Das Ergebnis überraschte auch Ariely: Die besten Noten erreichten die Studenten der dritten Gruppe, jene mit den fest vorgegebenen Terminen. Am schlechtesten schnitt die freie Gruppe ab, die ihre Arbeiten ohne Terminvorgabe spätestens am Ende des Semesters abgeben konnten. Je mehr Freiraum gewährt wurde, desto größer war also die Gefahr des Aufschiebens und umso schlechter war auch die Qualität der Arbeiten.

Den Alltag regeln

Basierend auf seinem Experiment entwickelte der Uni-Professor mit zwei Kollegen die App »Timeful«, einen Kalender für Smartphones, in den nicht nur fixe Termine eingetragen werden können. Das Programm – inzwischen vom Internetriesen Google übernommen – lässt sich auch mit Vorhaben füttern, die man zwar irgendwann erledigen möchte, aber gerne verschiebt oder vergisst, und sucht ein passendes Zeitfenster. Der Nutzer kann den Vorschlag bestätigen und bekommt rechtzeitig eine Erinnerungsnachricht: »Eine Stunde schreiben«. Nach einiger Zeit stimmt die lernfähige App die Vorschläge auf den Tagesablauf und die individuellen Gewohnheiten ab. Die Wissenschafter empfehlen ausdrücklich, auch Freizeitaktivitäten wie Sport, Freunde anrufen oder Wäsche waschen einzutragen. »Was nicht in den Tagesplan eingetragen wird, das wird in der Regel einfach nicht gemacht«, erklärt Ariely.

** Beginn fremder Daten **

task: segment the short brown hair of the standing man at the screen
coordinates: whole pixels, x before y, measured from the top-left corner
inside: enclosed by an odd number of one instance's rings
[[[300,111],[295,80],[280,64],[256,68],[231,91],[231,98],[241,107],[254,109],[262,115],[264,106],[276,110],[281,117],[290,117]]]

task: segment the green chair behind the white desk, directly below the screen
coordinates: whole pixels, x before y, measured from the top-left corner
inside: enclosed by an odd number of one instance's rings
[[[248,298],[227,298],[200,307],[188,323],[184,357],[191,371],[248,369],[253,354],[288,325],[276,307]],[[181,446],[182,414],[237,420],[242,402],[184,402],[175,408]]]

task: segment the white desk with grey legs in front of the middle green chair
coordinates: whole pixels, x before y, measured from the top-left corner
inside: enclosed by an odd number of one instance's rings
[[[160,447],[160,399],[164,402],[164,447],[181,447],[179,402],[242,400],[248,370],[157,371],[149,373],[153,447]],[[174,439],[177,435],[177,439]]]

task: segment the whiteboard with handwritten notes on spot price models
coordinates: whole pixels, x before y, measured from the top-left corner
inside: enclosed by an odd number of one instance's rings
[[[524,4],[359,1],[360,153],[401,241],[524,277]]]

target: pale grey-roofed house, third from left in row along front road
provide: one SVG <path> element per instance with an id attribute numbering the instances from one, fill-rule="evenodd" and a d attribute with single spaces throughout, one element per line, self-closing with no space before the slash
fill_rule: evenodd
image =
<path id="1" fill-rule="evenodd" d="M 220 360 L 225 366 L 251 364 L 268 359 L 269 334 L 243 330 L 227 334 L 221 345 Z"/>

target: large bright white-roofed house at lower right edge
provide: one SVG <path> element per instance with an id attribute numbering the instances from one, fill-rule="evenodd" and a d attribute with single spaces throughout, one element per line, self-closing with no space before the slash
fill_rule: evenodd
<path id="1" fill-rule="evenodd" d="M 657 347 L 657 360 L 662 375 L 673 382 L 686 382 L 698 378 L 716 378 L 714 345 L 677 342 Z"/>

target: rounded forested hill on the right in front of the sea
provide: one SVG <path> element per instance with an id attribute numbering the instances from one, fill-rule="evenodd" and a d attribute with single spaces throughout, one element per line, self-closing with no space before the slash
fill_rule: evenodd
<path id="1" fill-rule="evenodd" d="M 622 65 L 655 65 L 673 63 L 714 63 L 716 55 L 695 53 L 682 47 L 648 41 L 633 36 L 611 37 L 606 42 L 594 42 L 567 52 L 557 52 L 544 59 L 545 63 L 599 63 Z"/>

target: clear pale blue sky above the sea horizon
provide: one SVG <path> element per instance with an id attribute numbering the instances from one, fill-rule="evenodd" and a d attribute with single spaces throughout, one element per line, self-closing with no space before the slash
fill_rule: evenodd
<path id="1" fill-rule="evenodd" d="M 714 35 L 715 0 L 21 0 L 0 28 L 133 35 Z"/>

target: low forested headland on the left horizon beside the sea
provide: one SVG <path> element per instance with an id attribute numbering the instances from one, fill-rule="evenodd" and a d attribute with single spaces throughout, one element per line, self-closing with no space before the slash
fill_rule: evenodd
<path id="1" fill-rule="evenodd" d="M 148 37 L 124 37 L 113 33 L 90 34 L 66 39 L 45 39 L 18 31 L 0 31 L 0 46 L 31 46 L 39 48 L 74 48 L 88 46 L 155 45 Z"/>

Denn zu einem guten Teil haben Zeitfresser durch unsere mangelnde Selbstdisziplin leichtes Spiel. Nicht immer sind die anderen schuld. Wir selbst lassen uns manchmal ganz gerne ablenken, hören uns die Urlaubserlebnisse des Kollegen an, verlieren uns in Nebensächlichem und schieben unangenehme Aufgaben vor uns her. So betrachtet ist Zeitmanagement eigentlich Selbstmanagement, wie Trainerin Tschirf bestätigt: »Der Tag hat für jeden 24 Stunden. Die Kunst ist, diese Zeit optimal zu nutzen.«


 

Glossar: Wie Zeitmanagement klappt

ABC-Methode: Aufgaben werden nach ihrer Wichtigkeit geordnet: A für sehr wichtig (sofort zu erledigen), B für weniger wichtig (später zu erledigen oder zu delegieren) und C für kaum wichtig oder unwichtig (delegieren oder verwerfen).

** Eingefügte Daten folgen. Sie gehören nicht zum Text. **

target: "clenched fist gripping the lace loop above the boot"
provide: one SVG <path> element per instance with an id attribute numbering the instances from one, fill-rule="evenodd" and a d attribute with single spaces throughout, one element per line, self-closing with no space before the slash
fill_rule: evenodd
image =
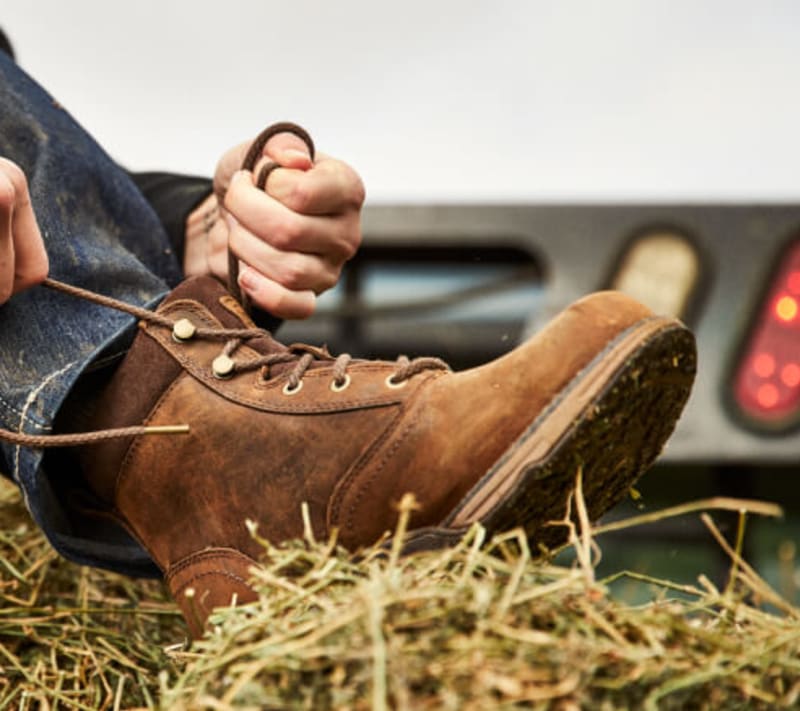
<path id="1" fill-rule="evenodd" d="M 282 168 L 259 190 L 253 173 L 239 170 L 249 146 L 220 160 L 214 192 L 224 195 L 223 219 L 212 225 L 214 206 L 203 207 L 207 237 L 192 248 L 187 231 L 184 269 L 226 279 L 230 246 L 241 261 L 239 286 L 256 306 L 280 318 L 306 318 L 358 249 L 364 186 L 345 163 L 322 154 L 312 163 L 299 137 L 281 133 L 267 142 L 255 174 L 268 160 Z"/>

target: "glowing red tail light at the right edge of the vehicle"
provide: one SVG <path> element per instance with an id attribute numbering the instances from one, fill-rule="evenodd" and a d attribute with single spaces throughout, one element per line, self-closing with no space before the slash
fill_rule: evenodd
<path id="1" fill-rule="evenodd" d="M 734 378 L 734 398 L 763 427 L 800 421 L 800 242 L 773 275 Z"/>

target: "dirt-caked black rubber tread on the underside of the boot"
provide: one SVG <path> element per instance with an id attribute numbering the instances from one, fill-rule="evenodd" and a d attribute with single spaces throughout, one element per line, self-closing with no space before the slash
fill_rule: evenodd
<path id="1" fill-rule="evenodd" d="M 601 354 L 596 361 L 601 363 L 602 358 Z M 589 374 L 592 367 L 587 368 Z M 676 322 L 667 322 L 635 343 L 599 392 L 571 418 L 547 456 L 518 467 L 513 486 L 476 520 L 490 536 L 523 527 L 534 550 L 539 545 L 552 548 L 564 543 L 567 527 L 552 522 L 564 519 L 578 470 L 589 518 L 596 520 L 628 494 L 660 454 L 689 397 L 695 371 L 694 336 Z M 576 380 L 581 377 L 588 374 Z M 524 453 L 526 443 L 541 427 L 539 420 L 548 416 L 549 412 L 541 415 L 531 425 L 511 454 L 515 448 Z M 440 526 L 411 533 L 406 549 L 438 548 L 457 541 L 468 528 L 463 525 L 464 507 L 481 495 L 493 476 L 497 478 L 495 470 L 502 466 L 501 459 Z M 575 520 L 574 505 L 572 511 Z M 462 525 L 454 526 L 460 512 Z"/>

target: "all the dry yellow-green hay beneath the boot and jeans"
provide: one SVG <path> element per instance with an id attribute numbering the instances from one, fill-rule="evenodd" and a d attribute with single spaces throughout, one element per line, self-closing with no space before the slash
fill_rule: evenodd
<path id="1" fill-rule="evenodd" d="M 4 485 L 0 710 L 795 706 L 800 610 L 741 560 L 741 536 L 704 514 L 731 557 L 724 588 L 648 578 L 660 592 L 627 605 L 596 579 L 579 484 L 568 560 L 479 527 L 452 549 L 359 560 L 310 533 L 264 541 L 259 600 L 217 611 L 192 646 L 160 584 L 60 560 Z M 660 517 L 713 508 L 777 513 L 712 500 Z"/>

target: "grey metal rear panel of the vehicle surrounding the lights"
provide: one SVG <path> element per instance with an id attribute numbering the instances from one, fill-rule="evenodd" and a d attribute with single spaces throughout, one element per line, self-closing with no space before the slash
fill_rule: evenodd
<path id="1" fill-rule="evenodd" d="M 631 240 L 656 227 L 686 235 L 702 265 L 688 314 L 698 337 L 698 379 L 665 460 L 796 461 L 799 432 L 768 435 L 748 429 L 732 416 L 726 397 L 743 335 L 775 259 L 800 235 L 800 206 L 371 206 L 364 213 L 367 247 L 435 243 L 463 255 L 502 244 L 530 252 L 543 270 L 543 293 L 525 324 L 527 333 L 580 296 L 605 288 Z"/>

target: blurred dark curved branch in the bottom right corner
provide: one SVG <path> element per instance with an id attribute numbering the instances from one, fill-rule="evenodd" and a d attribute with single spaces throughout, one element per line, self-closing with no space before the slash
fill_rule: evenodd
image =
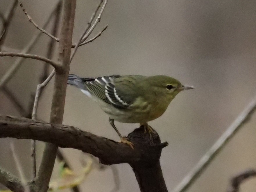
<path id="1" fill-rule="evenodd" d="M 231 185 L 228 189 L 228 192 L 238 192 L 242 182 L 255 176 L 256 176 L 255 169 L 249 169 L 247 171 L 244 171 L 243 173 L 239 173 L 238 175 L 232 178 Z"/>

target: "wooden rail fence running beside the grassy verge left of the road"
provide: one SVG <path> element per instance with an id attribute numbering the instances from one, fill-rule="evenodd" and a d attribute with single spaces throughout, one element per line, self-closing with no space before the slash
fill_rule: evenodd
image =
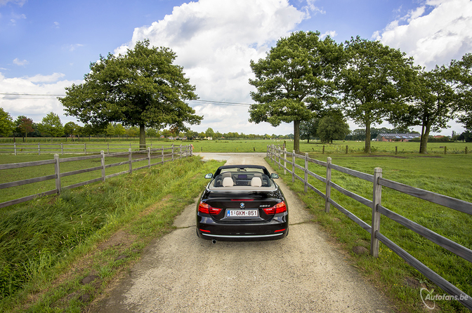
<path id="1" fill-rule="evenodd" d="M 142 158 L 133 159 L 133 154 L 135 154 L 135 156 L 136 154 L 147 154 L 147 155 Z M 118 162 L 114 164 L 105 165 L 105 155 L 107 158 L 116 157 L 116 156 L 128 156 L 128 161 L 122 161 L 122 162 Z M 54 159 L 51 159 L 51 160 L 22 162 L 22 163 L 15 163 L 15 164 L 0 164 L 0 170 L 7 170 L 11 168 L 25 168 L 29 166 L 40 166 L 40 165 L 46 165 L 46 164 L 54 164 L 54 169 L 55 169 L 55 173 L 51 175 L 46 175 L 46 176 L 37 177 L 37 178 L 29 178 L 26 180 L 18 180 L 15 182 L 6 182 L 3 184 L 0 184 L 0 189 L 4 189 L 4 188 L 9 188 L 9 187 L 32 184 L 34 182 L 44 182 L 46 180 L 55 180 L 55 189 L 52 189 L 46 192 L 41 192 L 39 194 L 33 194 L 27 197 L 22 197 L 20 199 L 14 199 L 11 201 L 2 202 L 0 203 L 0 208 L 4 208 L 6 206 L 13 206 L 13 204 L 20 204 L 22 202 L 29 201 L 37 197 L 43 197 L 50 194 L 60 194 L 61 190 L 88 185 L 88 184 L 91 184 L 92 182 L 105 181 L 105 179 L 107 178 L 112 178 L 114 176 L 122 175 L 125 173 L 133 173 L 133 171 L 139 170 L 141 168 L 150 168 L 151 166 L 164 164 L 168 161 L 181 159 L 187 156 L 192 156 L 191 145 L 185 145 L 185 146 L 180 145 L 177 147 L 175 147 L 174 145 L 172 145 L 171 147 L 162 146 L 161 148 L 155 148 L 155 149 L 151 149 L 151 147 L 148 147 L 147 150 L 140 150 L 140 151 L 135 151 L 135 152 L 133 152 L 131 149 L 128 149 L 128 152 L 117 152 L 117 153 L 112 153 L 112 154 L 105 154 L 105 152 L 102 150 L 100 154 L 93 154 L 89 156 L 77 156 L 77 157 L 63 158 L 63 159 L 60 159 L 59 155 L 55 154 Z M 70 171 L 70 172 L 65 172 L 65 173 L 60 172 L 60 164 L 62 163 L 72 162 L 72 161 L 82 161 L 82 160 L 88 160 L 88 159 L 101 159 L 101 165 L 95 166 L 92 168 L 84 168 L 77 171 Z M 160 161 L 157 163 L 151 164 L 151 160 L 153 159 L 160 159 Z M 147 160 L 146 166 L 133 168 L 133 163 L 136 163 L 139 161 L 146 161 L 146 160 Z M 110 175 L 105 175 L 106 168 L 112 168 L 114 166 L 122 166 L 126 164 L 129 164 L 128 170 L 122 171 L 119 173 L 112 173 Z M 101 171 L 100 177 L 92 179 L 92 180 L 87 180 L 84 182 L 78 182 L 77 184 L 64 186 L 64 187 L 60 183 L 60 179 L 63 177 L 92 172 L 92 171 Z"/>

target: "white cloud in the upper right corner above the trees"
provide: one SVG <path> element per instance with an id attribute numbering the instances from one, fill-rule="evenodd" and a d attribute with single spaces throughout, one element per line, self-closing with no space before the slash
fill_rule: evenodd
<path id="1" fill-rule="evenodd" d="M 373 37 L 431 69 L 472 51 L 472 1 L 426 0 Z"/>

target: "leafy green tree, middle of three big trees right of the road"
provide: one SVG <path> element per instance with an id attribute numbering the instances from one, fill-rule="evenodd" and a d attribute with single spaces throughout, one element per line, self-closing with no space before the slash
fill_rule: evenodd
<path id="1" fill-rule="evenodd" d="M 412 58 L 379 41 L 351 38 L 346 41 L 346 65 L 337 82 L 343 109 L 365 127 L 365 152 L 370 153 L 370 128 L 392 112 L 401 112 L 412 95 L 416 69 Z"/>

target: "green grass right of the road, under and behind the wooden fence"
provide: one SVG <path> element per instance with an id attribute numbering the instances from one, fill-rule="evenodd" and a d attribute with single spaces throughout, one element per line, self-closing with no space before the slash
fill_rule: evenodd
<path id="1" fill-rule="evenodd" d="M 320 155 L 310 155 L 314 159 L 322 159 Z M 325 156 L 326 157 L 326 156 Z M 374 173 L 375 167 L 383 169 L 383 177 L 395 180 L 406 185 L 430 190 L 438 194 L 445 194 L 464 201 L 472 201 L 472 164 L 470 158 L 464 154 L 447 155 L 434 158 L 423 156 L 408 156 L 393 158 L 391 156 L 333 156 L 333 164 L 351 168 L 363 173 Z M 269 163 L 272 163 L 268 159 Z M 303 160 L 297 164 L 304 166 Z M 274 166 L 278 170 L 278 166 Z M 309 164 L 310 171 L 326 177 L 326 168 Z M 298 169 L 296 171 L 299 171 Z M 291 182 L 291 175 L 280 177 L 299 195 L 300 199 L 315 216 L 314 221 L 329 232 L 332 238 L 348 252 L 355 267 L 381 290 L 388 295 L 398 312 L 425 312 L 421 300 L 420 289 L 434 289 L 433 295 L 443 295 L 443 291 L 426 279 L 416 269 L 409 266 L 397 254 L 380 244 L 379 258 L 369 255 L 370 234 L 355 224 L 352 220 L 331 206 L 329 213 L 325 213 L 325 201 L 315 192 L 308 189 L 303 192 L 303 184 L 299 180 Z M 303 172 L 296 172 L 303 177 Z M 315 178 L 309 177 L 311 185 L 325 193 L 325 185 Z M 372 199 L 372 182 L 366 182 L 350 175 L 332 171 L 332 181 L 367 199 Z M 372 223 L 372 209 L 359 204 L 357 201 L 344 196 L 332 189 L 332 199 L 341 204 L 361 220 Z M 382 189 L 382 205 L 395 213 L 405 216 L 458 244 L 472 249 L 472 235 L 470 225 L 472 216 L 450 208 L 431 204 L 428 201 L 395 192 L 384 187 Z M 468 295 L 472 295 L 472 264 L 444 248 L 433 244 L 413 231 L 399 225 L 385 216 L 381 217 L 380 231 L 433 269 L 440 276 L 450 281 Z M 357 247 L 357 248 L 355 248 Z M 355 253 L 358 247 L 365 248 L 365 253 Z M 362 251 L 362 249 L 361 249 Z M 433 303 L 431 303 L 431 307 Z M 435 302 L 436 309 L 442 312 L 469 312 L 457 301 L 443 300 Z"/>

Eisenhower-Matrix: Ein ähnliches Prinzip, benannt nach US-Präsidenten Dwight D. Eisenhower – dass dieser seinen Alltag danach organisiert hat, ist freilich nicht belegt. Die Aufgaben werden nach Wichtigkeit und Dringlichkeit auf vier Felder aufgeteilt. Aufgaben, die wichtig und eilig sind, kommen in den ersten Quadranten (A); sie sollten sofort selbst erledigt werden. Wichtige, aber nicht dringende Aufgaben (B) sollten exakt terminiert und dann selbst erledigt werden. Dringende, aber nicht wichtige Aufgaben (C) können an kompetente Mitarbeiter oder Kollegen delegiert werden. Der vierte Quadrant (D) ist eigentlich ein Papierkorb; hier landen Aufgaben, die weder wichtig noch eilig sind. Bei Selbstständigen, die nichts delegieren können, vereinfacht sich die Matrix um eine Dimension.

Getting Things Done: Dieser von David Allen entwickelte Ansatz empfiehlt, alle Aufgaben zu erfassen und nach Dringlichkeit zu sortieren. Sehr wichtige Aufgaben, deren Bearbeitung nur wenig Zeit beansprucht, sollten sofort erledigt werden – beispielsweise die Beantwortung kurzer Mails. Wichtige Projekte, die viel Zeit in Anspruch nehmen, sollten auf kleine Teilschritte reduziert und diszipliniert in einen Plan, Kalender etc. eingetragen werden.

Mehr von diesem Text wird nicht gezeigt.